Wednesday 22 April 2020

The banhammer

I must confess I am surprised at the number of young* players who have been caught (and admitted to) using outside assistance in online events. I know below a certain age the concept of right and wrong is a little fuzzy, but if you are smart enough to know how to 'boost' your chess ability, you should be smart enough to recognise the consequences.
It turns out that there may be a longer lasting effect for the players concerned. While results come and go, damage to reputation tends to last a lot longer. I can certainly remember (and even repeat) stories of players arranging results or getting outside assistance going back almost 40 years. So while players may think the risk of getting banned from an event is possibly worth it, the damage may last longer than that.
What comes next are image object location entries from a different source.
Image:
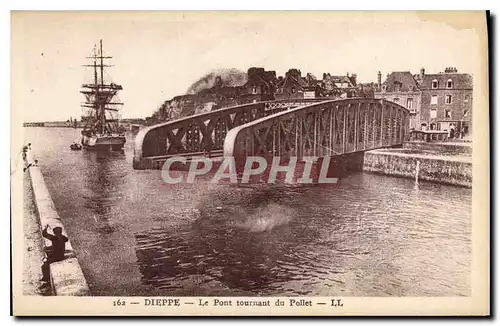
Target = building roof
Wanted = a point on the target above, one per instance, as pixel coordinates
(460, 81)
(405, 80)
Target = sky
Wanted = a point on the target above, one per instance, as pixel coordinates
(158, 55)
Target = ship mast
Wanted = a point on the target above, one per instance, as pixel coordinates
(99, 95)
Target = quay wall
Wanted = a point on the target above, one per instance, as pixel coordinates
(453, 170)
(67, 277)
(454, 148)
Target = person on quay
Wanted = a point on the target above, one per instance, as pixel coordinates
(55, 252)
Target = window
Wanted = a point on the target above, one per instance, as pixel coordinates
(409, 103)
(433, 113)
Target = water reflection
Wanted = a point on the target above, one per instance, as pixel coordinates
(104, 181)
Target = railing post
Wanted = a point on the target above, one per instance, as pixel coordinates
(344, 129)
(331, 130)
(356, 122)
(373, 116)
(381, 124)
(365, 132)
(315, 137)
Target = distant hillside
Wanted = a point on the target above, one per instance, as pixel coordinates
(229, 78)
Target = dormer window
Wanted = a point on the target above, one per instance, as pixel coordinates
(396, 87)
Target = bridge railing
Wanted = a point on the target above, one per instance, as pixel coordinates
(199, 133)
(332, 127)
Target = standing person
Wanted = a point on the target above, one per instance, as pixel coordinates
(55, 252)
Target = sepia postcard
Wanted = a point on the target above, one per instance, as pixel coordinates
(315, 163)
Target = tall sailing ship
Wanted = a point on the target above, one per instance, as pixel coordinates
(102, 105)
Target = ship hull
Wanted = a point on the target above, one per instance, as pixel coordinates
(104, 142)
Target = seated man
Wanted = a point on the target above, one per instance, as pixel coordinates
(56, 252)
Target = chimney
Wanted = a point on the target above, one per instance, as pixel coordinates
(353, 79)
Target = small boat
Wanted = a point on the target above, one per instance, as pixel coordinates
(75, 147)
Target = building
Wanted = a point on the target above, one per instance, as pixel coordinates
(340, 86)
(293, 86)
(446, 101)
(402, 88)
(260, 86)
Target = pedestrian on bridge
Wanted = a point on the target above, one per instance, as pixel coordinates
(54, 252)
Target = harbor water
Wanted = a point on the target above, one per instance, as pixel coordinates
(370, 235)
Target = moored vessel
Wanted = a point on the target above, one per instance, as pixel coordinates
(101, 130)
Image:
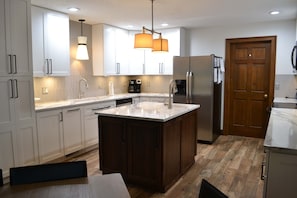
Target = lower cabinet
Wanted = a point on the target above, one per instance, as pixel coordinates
(50, 135)
(280, 175)
(149, 153)
(91, 121)
(66, 130)
(73, 130)
(59, 133)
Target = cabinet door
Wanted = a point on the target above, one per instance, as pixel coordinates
(56, 32)
(7, 115)
(7, 157)
(188, 140)
(50, 42)
(112, 145)
(110, 67)
(136, 57)
(15, 47)
(91, 130)
(18, 35)
(39, 64)
(3, 53)
(27, 151)
(121, 37)
(72, 128)
(50, 135)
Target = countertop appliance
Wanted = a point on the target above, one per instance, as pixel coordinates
(123, 102)
(294, 57)
(134, 86)
(198, 81)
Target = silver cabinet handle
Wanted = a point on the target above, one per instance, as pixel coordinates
(61, 116)
(15, 65)
(101, 108)
(11, 87)
(47, 66)
(118, 68)
(71, 110)
(9, 64)
(16, 90)
(262, 171)
(190, 83)
(51, 66)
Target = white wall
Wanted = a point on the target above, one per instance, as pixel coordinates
(203, 41)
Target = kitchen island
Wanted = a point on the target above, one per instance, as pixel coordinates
(149, 144)
(280, 173)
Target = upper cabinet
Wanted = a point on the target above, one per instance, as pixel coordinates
(18, 138)
(15, 39)
(50, 42)
(110, 56)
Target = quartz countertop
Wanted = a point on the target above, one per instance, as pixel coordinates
(285, 100)
(282, 129)
(89, 100)
(152, 111)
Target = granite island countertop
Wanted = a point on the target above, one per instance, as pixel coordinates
(153, 111)
(282, 129)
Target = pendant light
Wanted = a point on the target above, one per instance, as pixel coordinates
(82, 51)
(145, 40)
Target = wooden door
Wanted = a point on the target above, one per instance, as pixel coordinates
(249, 85)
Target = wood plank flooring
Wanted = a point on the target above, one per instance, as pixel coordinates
(232, 164)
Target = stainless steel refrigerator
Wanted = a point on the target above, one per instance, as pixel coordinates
(198, 81)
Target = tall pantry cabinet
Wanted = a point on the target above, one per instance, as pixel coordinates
(18, 138)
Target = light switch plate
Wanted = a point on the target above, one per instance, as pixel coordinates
(44, 90)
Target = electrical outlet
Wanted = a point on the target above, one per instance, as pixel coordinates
(44, 90)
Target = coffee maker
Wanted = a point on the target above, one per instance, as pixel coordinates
(134, 86)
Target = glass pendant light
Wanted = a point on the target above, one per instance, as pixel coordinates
(145, 40)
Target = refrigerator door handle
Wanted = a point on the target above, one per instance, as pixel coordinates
(190, 84)
(187, 86)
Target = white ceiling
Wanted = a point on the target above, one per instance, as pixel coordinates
(177, 13)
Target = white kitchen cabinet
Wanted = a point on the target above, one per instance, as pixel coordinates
(18, 137)
(91, 121)
(50, 42)
(73, 129)
(50, 135)
(136, 57)
(109, 50)
(15, 39)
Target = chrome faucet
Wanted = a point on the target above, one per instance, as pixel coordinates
(172, 90)
(80, 92)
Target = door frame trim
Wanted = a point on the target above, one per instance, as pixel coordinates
(229, 42)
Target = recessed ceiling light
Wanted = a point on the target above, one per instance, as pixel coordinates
(274, 12)
(73, 9)
(129, 26)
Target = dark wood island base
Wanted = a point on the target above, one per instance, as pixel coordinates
(149, 153)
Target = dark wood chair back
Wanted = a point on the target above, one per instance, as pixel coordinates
(48, 172)
(1, 178)
(207, 190)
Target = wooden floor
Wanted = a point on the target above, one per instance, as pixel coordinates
(232, 164)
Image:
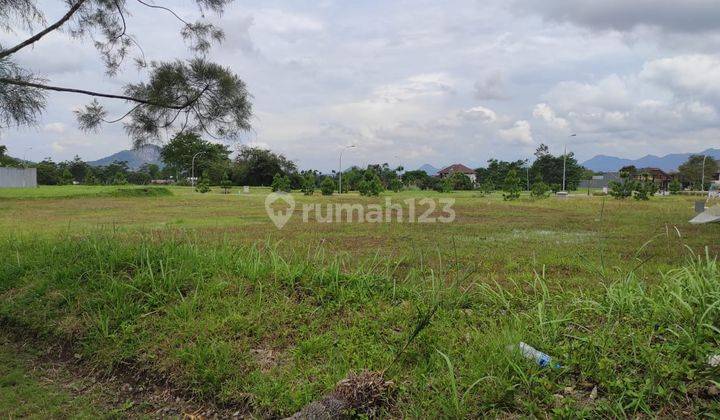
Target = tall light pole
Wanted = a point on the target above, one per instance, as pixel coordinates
(702, 183)
(565, 160)
(192, 170)
(340, 168)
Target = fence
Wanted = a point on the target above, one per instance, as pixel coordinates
(18, 177)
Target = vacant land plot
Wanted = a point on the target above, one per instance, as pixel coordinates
(204, 291)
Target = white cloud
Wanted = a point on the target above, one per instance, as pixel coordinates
(693, 75)
(519, 133)
(547, 114)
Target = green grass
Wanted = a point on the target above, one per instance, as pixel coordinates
(204, 291)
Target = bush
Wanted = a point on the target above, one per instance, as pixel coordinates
(281, 183)
(308, 185)
(327, 187)
(370, 185)
(461, 182)
(675, 186)
(512, 186)
(395, 185)
(540, 190)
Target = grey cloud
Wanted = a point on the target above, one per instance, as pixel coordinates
(491, 88)
(626, 15)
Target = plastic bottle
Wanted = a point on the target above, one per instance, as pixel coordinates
(539, 357)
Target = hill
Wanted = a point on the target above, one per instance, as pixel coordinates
(604, 163)
(429, 169)
(134, 158)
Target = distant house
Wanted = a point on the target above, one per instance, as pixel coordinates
(600, 181)
(659, 177)
(458, 167)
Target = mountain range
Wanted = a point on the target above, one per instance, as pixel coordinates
(135, 158)
(429, 169)
(668, 163)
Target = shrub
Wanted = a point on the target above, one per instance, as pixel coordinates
(512, 186)
(395, 185)
(370, 185)
(308, 185)
(540, 190)
(281, 183)
(327, 187)
(675, 186)
(461, 182)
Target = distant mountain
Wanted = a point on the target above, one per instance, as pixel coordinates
(603, 163)
(134, 158)
(429, 169)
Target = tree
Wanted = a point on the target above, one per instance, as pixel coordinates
(255, 166)
(6, 160)
(461, 182)
(623, 189)
(549, 169)
(692, 171)
(395, 185)
(308, 185)
(178, 96)
(675, 186)
(47, 172)
(371, 184)
(645, 187)
(226, 184)
(65, 177)
(327, 186)
(178, 154)
(539, 189)
(203, 185)
(512, 186)
(280, 183)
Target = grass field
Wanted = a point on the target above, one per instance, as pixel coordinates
(205, 292)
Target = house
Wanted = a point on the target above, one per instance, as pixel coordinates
(659, 177)
(458, 167)
(600, 181)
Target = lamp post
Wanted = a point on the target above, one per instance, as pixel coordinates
(702, 182)
(565, 160)
(192, 170)
(340, 168)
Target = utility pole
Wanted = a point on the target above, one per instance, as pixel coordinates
(192, 170)
(702, 183)
(340, 166)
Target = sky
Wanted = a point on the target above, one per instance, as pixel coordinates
(413, 81)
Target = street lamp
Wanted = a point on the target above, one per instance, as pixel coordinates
(565, 159)
(348, 147)
(702, 183)
(192, 177)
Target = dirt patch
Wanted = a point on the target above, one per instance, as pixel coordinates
(128, 392)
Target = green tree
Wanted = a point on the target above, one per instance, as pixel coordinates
(194, 95)
(280, 183)
(461, 182)
(623, 189)
(539, 189)
(178, 154)
(65, 177)
(47, 172)
(675, 186)
(371, 184)
(395, 185)
(226, 184)
(645, 187)
(512, 186)
(327, 186)
(308, 185)
(254, 166)
(692, 171)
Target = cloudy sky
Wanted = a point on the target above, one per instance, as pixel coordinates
(414, 81)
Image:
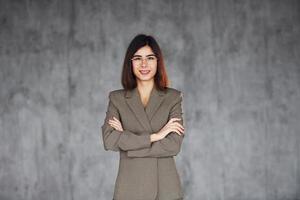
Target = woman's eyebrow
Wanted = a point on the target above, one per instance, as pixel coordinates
(146, 55)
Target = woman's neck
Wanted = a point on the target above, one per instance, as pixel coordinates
(145, 87)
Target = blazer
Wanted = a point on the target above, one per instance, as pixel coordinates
(147, 170)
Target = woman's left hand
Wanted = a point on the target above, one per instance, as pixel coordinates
(115, 123)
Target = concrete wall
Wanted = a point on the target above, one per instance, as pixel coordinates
(237, 63)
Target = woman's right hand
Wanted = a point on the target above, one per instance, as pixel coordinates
(171, 126)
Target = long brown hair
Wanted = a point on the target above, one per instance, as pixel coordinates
(128, 78)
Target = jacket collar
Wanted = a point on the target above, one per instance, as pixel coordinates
(144, 115)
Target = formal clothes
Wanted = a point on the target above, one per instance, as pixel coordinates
(147, 170)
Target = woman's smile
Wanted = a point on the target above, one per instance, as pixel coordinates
(144, 72)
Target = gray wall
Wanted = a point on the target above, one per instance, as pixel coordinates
(237, 63)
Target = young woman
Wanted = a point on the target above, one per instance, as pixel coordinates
(144, 123)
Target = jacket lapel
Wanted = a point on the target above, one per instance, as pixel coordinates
(144, 116)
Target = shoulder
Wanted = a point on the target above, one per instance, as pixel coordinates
(174, 93)
(116, 93)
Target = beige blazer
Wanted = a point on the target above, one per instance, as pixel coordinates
(147, 171)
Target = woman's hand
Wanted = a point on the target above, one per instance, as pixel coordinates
(171, 126)
(115, 123)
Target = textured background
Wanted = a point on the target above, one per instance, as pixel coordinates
(237, 63)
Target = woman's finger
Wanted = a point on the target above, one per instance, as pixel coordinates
(115, 124)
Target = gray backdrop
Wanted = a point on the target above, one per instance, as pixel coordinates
(236, 62)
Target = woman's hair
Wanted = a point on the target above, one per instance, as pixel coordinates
(128, 78)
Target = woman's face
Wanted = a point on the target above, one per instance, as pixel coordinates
(144, 64)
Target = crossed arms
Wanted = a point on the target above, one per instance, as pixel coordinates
(139, 144)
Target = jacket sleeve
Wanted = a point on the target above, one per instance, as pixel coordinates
(115, 140)
(168, 146)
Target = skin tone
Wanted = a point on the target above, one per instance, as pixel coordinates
(145, 83)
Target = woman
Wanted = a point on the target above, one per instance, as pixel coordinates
(144, 123)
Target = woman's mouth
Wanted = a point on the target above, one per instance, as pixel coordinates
(144, 72)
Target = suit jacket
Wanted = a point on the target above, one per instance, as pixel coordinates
(147, 171)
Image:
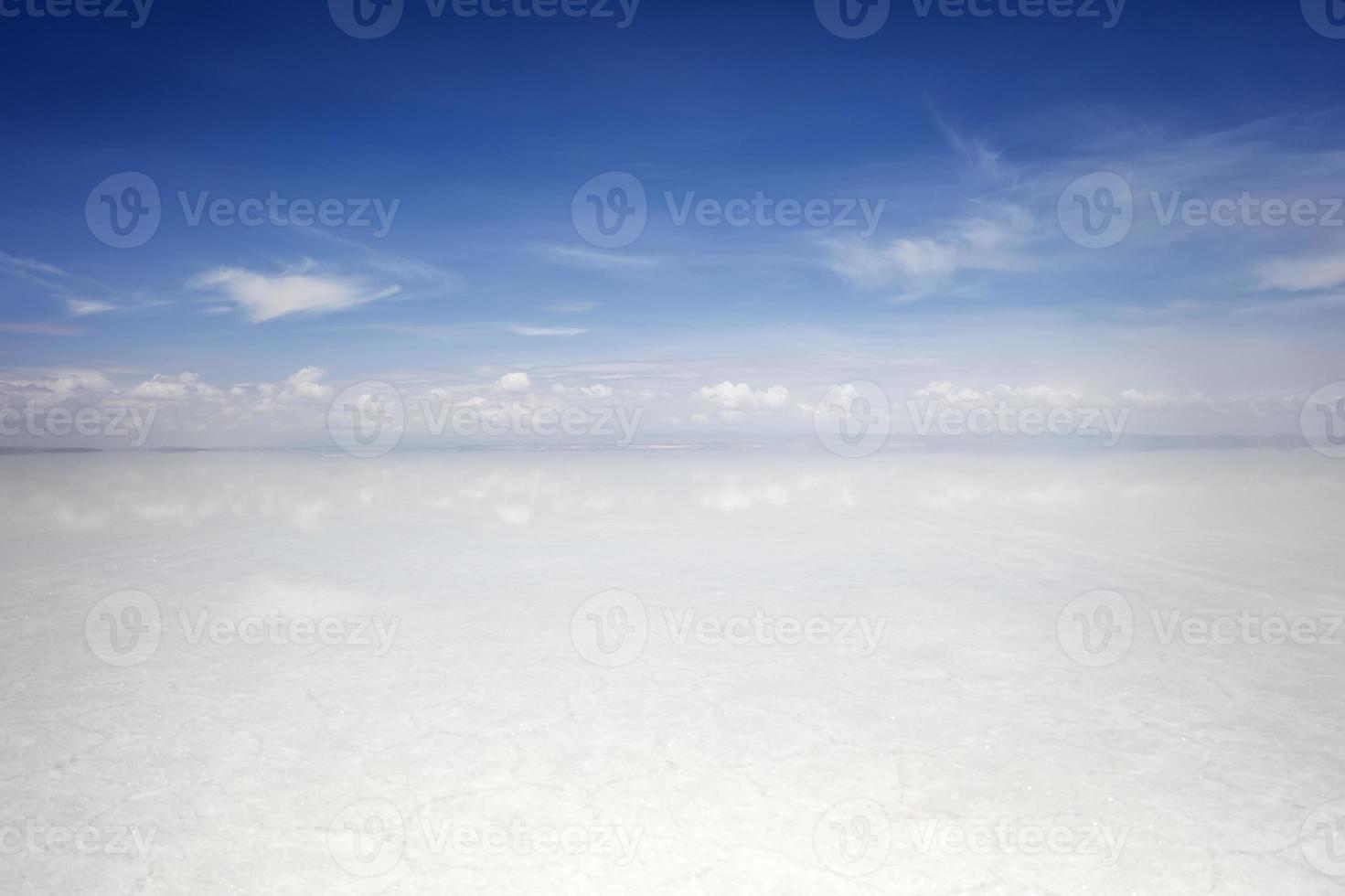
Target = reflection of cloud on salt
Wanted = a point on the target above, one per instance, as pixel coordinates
(731, 498)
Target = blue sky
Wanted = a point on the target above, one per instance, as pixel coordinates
(482, 129)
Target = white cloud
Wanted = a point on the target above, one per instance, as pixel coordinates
(514, 382)
(925, 264)
(85, 307)
(1299, 274)
(294, 291)
(739, 397)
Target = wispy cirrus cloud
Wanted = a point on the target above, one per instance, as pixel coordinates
(1302, 274)
(545, 331)
(296, 291)
(579, 257)
(569, 307)
(86, 307)
(922, 265)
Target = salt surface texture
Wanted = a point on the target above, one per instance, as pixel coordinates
(673, 673)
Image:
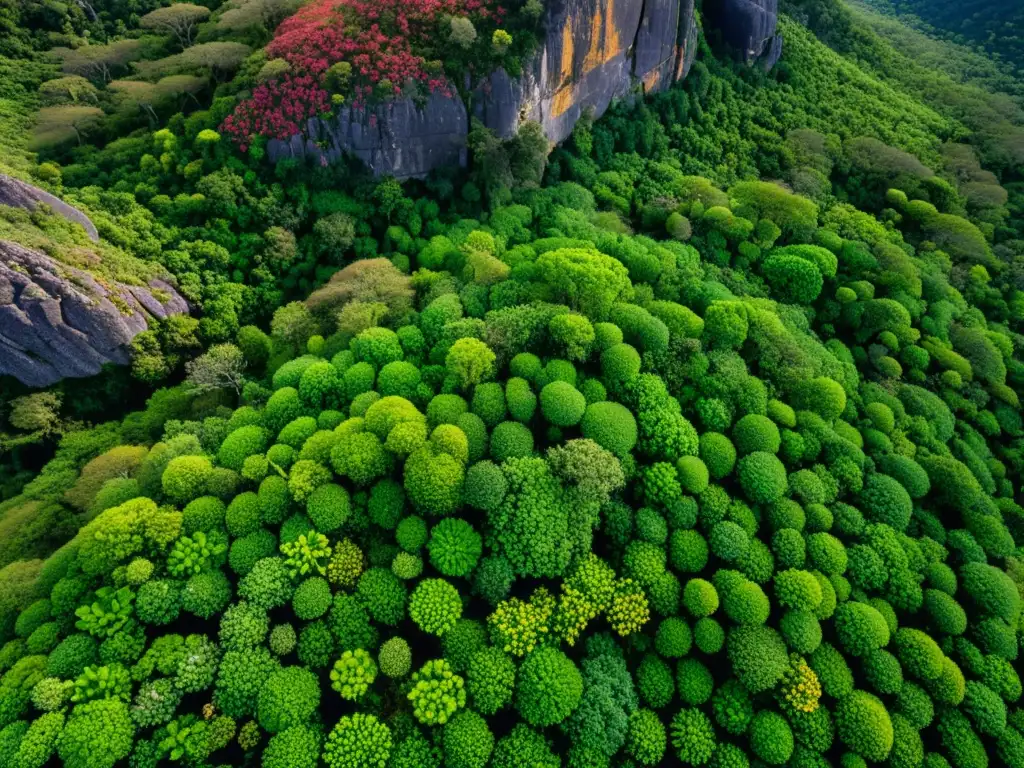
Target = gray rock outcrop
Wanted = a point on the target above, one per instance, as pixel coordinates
(58, 322)
(17, 194)
(594, 51)
(749, 26)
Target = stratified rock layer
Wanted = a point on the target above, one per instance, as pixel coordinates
(594, 51)
(17, 194)
(58, 322)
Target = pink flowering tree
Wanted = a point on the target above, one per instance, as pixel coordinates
(386, 44)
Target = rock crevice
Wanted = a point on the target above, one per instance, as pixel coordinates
(17, 194)
(58, 322)
(593, 52)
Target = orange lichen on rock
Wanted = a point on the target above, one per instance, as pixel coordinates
(605, 42)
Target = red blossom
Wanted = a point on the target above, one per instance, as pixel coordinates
(379, 39)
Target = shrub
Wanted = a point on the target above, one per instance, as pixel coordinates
(548, 687)
(646, 738)
(694, 682)
(861, 629)
(383, 595)
(353, 674)
(754, 432)
(747, 604)
(511, 439)
(97, 735)
(762, 477)
(919, 653)
(436, 693)
(674, 638)
(467, 740)
(357, 740)
(523, 745)
(395, 657)
(864, 726)
(435, 606)
(688, 551)
(692, 735)
(562, 404)
(991, 590)
(289, 697)
(455, 547)
(489, 680)
(758, 655)
(611, 426)
(329, 507)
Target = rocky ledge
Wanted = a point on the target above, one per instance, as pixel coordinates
(58, 322)
(594, 51)
(749, 26)
(17, 194)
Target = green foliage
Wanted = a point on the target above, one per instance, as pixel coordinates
(436, 693)
(548, 687)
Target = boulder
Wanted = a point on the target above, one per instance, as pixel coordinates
(58, 322)
(17, 194)
(593, 52)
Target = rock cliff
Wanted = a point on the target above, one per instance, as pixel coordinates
(17, 194)
(58, 322)
(594, 51)
(749, 26)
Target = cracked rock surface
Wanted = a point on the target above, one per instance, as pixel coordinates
(749, 26)
(594, 51)
(58, 322)
(17, 194)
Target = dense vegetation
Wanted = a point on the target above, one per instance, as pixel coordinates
(694, 441)
(994, 28)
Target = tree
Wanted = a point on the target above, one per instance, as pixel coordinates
(492, 166)
(98, 61)
(529, 155)
(221, 368)
(54, 125)
(463, 33)
(180, 19)
(39, 412)
(220, 58)
(137, 94)
(293, 324)
(265, 14)
(368, 281)
(73, 88)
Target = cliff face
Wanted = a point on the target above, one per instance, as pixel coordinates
(594, 51)
(17, 194)
(749, 26)
(58, 322)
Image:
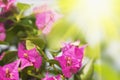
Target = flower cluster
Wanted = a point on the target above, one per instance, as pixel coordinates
(71, 59)
(35, 59)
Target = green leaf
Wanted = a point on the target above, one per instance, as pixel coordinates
(10, 56)
(38, 41)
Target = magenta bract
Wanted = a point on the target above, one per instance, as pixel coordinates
(71, 59)
(29, 57)
(2, 32)
(45, 18)
(10, 71)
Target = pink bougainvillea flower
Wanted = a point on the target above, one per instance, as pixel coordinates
(10, 71)
(45, 18)
(6, 5)
(1, 56)
(52, 77)
(71, 59)
(2, 32)
(29, 57)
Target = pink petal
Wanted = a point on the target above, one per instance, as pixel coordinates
(2, 36)
(24, 63)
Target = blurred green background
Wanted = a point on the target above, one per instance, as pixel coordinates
(95, 23)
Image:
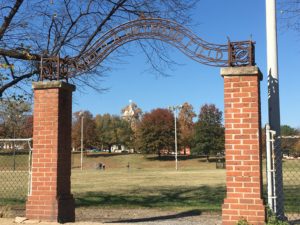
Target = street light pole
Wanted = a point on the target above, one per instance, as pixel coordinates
(174, 109)
(81, 140)
(274, 108)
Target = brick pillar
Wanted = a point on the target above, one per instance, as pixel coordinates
(51, 198)
(243, 146)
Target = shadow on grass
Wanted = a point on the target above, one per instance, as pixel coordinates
(205, 198)
(189, 213)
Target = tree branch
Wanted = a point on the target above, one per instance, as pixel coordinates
(15, 81)
(25, 55)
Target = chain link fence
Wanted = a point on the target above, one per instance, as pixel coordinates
(283, 176)
(15, 170)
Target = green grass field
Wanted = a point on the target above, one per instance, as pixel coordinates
(150, 182)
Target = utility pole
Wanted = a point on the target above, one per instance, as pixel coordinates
(81, 140)
(274, 107)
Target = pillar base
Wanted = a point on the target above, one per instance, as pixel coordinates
(60, 209)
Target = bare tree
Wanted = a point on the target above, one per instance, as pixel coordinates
(67, 28)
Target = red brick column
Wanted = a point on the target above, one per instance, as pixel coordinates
(50, 198)
(243, 146)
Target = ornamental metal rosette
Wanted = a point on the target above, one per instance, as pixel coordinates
(231, 54)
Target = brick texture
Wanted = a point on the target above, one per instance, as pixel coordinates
(50, 198)
(243, 149)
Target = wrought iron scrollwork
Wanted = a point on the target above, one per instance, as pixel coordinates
(231, 54)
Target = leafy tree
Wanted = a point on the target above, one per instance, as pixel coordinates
(132, 113)
(156, 131)
(67, 28)
(112, 130)
(186, 125)
(209, 131)
(89, 129)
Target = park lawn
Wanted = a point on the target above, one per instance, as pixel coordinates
(149, 182)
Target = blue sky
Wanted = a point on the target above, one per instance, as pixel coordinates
(196, 83)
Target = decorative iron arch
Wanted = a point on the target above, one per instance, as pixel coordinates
(220, 55)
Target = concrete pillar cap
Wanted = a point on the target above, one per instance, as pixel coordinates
(241, 71)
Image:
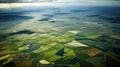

*I have also been told of a recent incident from the UK, which involved a 50 year old player, so it isn't just kids.


Xoyepa said...

How’d they get caught? Were they just cheating stupidly (like playing all engine moves in all games), or did their parents find out and report it to the event organiser?

Shaun Press said...

For a lot of young kids, I think it may have been a case of simply 'playing too well' and this being noticed. By that, I don't mean just having a good tournament (which is certainly possible), but choosing openings they don't usually play, winning endings they don't know about, and basically showing a level of chess above what their coaches had previously observed (NB These events are mainly organised by coaching organisations, and so they are usually aware of the skill level each player normally plays at).
However in at least one case (in one event I manage), the fair-play software flagged a player, so I'm guessing it was too many engine-like moves.